そもそも骨盤底筋群とは一体どこ? と思いますよね。
ずばり、おしっこを止める時に使う筋肉です。
これは骨盤底筋をしめる感覚を掴むには一番わかりやすい方法ですが、膀胱炎になるリスクも高まるので、やりすぎは厳禁です。
日常的なトレーニングをする場合は、
椅子に座った状態や立った状態で姿勢を正し、肛門と膣をしめ、5秒間キープ×10回!
を試してみてください。
便秘を防ぐ
また子宮脱を防ぐには便秘の解消も欠かせません。
便秘になるとお腹に力を込めていきむのが習慣化してしまい、子宮や他の臓器が一緒に出てしまうリスクが高まるそうです。

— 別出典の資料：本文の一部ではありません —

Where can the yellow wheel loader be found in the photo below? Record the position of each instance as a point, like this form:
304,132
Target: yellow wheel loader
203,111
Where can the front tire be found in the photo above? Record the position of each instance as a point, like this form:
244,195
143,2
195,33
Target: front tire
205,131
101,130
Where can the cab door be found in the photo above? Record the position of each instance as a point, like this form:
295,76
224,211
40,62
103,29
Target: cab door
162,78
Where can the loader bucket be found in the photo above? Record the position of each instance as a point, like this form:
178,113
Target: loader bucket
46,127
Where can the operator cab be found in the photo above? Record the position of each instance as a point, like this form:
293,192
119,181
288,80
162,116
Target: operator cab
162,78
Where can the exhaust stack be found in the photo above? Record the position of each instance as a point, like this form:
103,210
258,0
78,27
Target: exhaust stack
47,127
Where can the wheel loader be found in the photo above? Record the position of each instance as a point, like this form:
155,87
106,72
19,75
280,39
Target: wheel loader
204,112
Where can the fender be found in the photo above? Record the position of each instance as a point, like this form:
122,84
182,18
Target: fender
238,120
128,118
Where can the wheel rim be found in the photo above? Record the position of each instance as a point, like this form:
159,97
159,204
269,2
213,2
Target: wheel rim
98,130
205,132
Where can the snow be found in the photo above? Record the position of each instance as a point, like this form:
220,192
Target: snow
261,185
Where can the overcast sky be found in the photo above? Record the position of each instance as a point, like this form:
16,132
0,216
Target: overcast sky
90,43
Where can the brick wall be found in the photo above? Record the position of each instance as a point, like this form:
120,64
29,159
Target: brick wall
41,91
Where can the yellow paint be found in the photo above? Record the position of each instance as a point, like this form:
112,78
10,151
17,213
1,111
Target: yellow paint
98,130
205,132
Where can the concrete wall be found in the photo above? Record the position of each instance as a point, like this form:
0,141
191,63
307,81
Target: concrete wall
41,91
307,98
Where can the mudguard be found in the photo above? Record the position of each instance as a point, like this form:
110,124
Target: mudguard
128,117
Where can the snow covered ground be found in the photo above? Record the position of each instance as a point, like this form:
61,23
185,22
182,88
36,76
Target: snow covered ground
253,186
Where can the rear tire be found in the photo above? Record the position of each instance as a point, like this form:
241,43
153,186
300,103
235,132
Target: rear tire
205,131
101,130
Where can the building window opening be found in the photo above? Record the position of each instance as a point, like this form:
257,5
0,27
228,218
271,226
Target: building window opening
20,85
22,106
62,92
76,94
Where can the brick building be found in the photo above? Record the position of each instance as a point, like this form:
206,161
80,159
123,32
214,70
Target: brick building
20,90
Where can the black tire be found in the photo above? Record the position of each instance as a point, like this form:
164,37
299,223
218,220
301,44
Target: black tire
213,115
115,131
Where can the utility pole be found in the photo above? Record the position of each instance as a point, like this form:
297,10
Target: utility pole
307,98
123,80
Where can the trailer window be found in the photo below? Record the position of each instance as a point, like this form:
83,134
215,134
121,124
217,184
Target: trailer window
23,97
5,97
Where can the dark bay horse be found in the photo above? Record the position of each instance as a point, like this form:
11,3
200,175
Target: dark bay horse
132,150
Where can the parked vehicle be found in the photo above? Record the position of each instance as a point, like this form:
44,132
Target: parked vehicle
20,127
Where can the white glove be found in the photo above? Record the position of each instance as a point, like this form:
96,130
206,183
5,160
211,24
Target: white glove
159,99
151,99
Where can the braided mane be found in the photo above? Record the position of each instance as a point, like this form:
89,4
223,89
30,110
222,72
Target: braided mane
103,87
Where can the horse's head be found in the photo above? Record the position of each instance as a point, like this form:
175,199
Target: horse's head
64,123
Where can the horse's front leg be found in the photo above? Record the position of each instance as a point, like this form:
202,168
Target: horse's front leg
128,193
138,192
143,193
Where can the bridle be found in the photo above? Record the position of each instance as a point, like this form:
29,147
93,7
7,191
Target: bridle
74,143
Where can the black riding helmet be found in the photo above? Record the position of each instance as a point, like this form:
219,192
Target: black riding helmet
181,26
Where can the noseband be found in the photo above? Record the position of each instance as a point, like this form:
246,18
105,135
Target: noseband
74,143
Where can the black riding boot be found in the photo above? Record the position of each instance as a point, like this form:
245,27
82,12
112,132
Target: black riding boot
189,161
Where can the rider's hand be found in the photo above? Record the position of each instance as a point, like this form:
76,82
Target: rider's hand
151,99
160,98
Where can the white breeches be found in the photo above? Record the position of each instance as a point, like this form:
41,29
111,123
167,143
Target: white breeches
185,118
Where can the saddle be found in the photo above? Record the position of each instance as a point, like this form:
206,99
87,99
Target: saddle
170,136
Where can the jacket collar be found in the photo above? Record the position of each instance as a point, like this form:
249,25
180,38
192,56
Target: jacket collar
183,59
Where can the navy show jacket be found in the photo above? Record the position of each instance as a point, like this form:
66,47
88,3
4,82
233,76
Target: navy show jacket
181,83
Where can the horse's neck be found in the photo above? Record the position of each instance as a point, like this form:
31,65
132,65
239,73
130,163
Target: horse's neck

普段から食物繊維や乳製品を取るように心掛け、便秘の予防に努めましょう。
まとめ
以上、今回は生理が近づくと子宮の位置が下がる症状について、ご紹介してきました。
生理は毎月のこと。
毎月の自分の身体の変化について知っておくと安心ですよね。
以下、今回の記事のまとめですので、ぜひおさらいしてみてください!
- 生理前・生理中は子宮が膣の入り口に近づく。
- 生理後、妊娠中は子宮が上がる。
- 正常値を越えて子宮が下がる病気を子宮下垂、子宮が膣から出てしまう病気を子宮脱と言う。
- 子宮脱にならないためには、骨盤底筋を鍛えることが大切。